= Charles Pomerantz =

American entomologist

Charles Pomerantz (c. 1896 - June 1, 1973) was a pest control expert and self-trained entomologist who played a pivotal role in identifying the etiology of a 1946 outbreak in New York City of what was later named rickettsialpox. In subsequent years, he spoke before audiences at colleges and other public forums about the menace from pests.

Pomerantz was born in Poland and came to the United States as a child. He grew up on Manhattan's Lower East Side, where he attended P.S. 20. He had originally started in a business manufacturing ladies coats, but switched to pest control as a means of performing a greater service to the community.

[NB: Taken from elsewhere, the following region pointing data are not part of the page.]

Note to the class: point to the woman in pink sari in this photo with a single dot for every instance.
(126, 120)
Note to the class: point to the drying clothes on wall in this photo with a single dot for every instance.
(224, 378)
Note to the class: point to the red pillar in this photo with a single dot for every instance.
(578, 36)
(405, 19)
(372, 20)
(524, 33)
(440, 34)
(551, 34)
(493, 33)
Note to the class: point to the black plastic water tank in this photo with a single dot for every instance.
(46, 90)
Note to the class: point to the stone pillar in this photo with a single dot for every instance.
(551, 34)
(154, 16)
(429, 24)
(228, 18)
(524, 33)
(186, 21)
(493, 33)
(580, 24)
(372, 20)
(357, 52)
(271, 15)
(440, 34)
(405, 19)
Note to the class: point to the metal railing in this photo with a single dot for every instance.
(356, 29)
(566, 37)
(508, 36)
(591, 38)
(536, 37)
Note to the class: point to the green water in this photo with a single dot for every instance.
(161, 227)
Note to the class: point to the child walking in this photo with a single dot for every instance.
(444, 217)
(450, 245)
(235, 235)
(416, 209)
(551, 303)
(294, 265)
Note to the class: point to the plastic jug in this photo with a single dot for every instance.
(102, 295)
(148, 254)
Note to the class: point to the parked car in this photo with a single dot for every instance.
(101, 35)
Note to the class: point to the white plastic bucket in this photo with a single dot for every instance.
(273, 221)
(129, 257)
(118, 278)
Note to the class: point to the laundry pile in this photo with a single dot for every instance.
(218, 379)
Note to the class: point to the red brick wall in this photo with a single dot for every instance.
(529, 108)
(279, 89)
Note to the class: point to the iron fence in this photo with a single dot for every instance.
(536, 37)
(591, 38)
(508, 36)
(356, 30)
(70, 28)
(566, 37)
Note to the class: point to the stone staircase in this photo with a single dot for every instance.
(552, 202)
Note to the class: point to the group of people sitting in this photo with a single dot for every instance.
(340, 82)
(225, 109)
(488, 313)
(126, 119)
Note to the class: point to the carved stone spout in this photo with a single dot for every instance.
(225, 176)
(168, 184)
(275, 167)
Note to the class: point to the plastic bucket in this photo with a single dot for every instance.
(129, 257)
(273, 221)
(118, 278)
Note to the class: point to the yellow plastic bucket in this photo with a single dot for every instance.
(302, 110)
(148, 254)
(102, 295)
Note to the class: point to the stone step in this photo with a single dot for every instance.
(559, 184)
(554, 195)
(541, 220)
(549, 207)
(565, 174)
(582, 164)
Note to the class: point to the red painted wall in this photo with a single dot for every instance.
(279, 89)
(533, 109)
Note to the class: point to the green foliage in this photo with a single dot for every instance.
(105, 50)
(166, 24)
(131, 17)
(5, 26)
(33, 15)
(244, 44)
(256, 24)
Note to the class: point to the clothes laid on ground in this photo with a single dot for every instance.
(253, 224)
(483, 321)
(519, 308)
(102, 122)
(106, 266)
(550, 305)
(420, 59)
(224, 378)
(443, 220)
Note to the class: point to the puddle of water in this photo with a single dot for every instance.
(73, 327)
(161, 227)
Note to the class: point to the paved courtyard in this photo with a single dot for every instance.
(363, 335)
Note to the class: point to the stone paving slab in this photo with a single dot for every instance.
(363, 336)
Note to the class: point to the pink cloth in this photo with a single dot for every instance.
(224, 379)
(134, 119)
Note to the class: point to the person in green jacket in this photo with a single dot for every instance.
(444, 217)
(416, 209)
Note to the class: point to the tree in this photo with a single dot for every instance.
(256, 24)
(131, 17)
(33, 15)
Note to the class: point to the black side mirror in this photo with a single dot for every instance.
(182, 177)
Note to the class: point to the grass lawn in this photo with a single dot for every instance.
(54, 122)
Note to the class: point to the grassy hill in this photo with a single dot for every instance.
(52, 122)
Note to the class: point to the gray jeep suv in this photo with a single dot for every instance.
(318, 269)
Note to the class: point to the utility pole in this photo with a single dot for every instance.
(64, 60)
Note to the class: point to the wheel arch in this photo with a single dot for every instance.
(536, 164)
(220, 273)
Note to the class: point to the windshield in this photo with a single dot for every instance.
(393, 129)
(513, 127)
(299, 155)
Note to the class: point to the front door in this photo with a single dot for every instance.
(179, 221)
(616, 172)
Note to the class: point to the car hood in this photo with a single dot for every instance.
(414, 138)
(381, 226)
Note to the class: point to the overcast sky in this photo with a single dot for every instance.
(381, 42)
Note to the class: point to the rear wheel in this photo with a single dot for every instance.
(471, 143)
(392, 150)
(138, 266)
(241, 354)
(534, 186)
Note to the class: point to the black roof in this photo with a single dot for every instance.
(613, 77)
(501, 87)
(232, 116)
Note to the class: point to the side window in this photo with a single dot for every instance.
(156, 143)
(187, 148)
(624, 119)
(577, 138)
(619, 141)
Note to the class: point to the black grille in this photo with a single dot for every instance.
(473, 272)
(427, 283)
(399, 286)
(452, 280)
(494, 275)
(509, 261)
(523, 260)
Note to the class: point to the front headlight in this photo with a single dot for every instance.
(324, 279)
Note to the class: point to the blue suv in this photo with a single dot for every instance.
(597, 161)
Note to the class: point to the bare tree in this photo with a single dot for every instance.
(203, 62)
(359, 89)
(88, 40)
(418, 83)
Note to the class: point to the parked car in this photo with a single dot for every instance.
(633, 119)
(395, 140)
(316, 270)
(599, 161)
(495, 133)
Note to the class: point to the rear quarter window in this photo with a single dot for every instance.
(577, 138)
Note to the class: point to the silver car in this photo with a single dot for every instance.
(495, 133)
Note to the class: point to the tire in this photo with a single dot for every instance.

After visiting an apartment complex in Queens where a series of people had become sick with unusual rashes, Pomerantz inspected the site and discovered the mites near the building's incinerator rooms and reported his findings to health officials. Visiting the stricken Kew Gardens, Queens complex with physician Robert Huebner, the two peeled back wallpaper to find the walls swarming with mites, so much so that tenants had described that "the walls had movement". Huebner's investigations on the site led to the conclusion that tenants had been bitten by a mite identified as Allodermanyssus sanguineus, found on mice that infested the storerooms and incinerator areas in the buildings. Pomerantz was credited with identifying this as a zoonotic disease spread through mice and the mites that infested them. After culturing and isolating the organism in laboratory mice, the pathogen they named Rickettsia akari was identified as the ultimate cause of the disease now called rickettsialpox. The Department of Health announced a program to work with building owners to exterminate the mice that were the vector for the disease. Over 500 cases of the disease were diagnosed in New York City from 1947 to 1951.

Pomerantz spoke about the importance of rodent control in densely populated areas in a March 1949 lecture to students and faculty members of the Harvard School of Public Health. Pomerantz noted that many mite-born illnesses may be misidentified as chickenpox, hives or scabies, and that physicians and entomologists needed to be prepared for the symptoms of these illnesses spread by mites.

In 1949, Dr. Edward W. Baker of the United States Bureau of Entomology and Plant Quarantine honored Pomerantz with the naming of a mite discovered in peach orchards in the Southern United States, calling it Pomerantzia charlesi in recognition of Pomerantz's work. A species of flea discovered in the Philippines was named for him in 1951 as Stivalius pomerantzi. Over the course of his career, he was also honored by having his name given to a crane fly and a group of prostigmatic mites.

A resident of Hallandale Beach, Florida, Pomerantz died there at age 76 on June 1, 1973. He was survived by his wife, a daughter and a grandchild.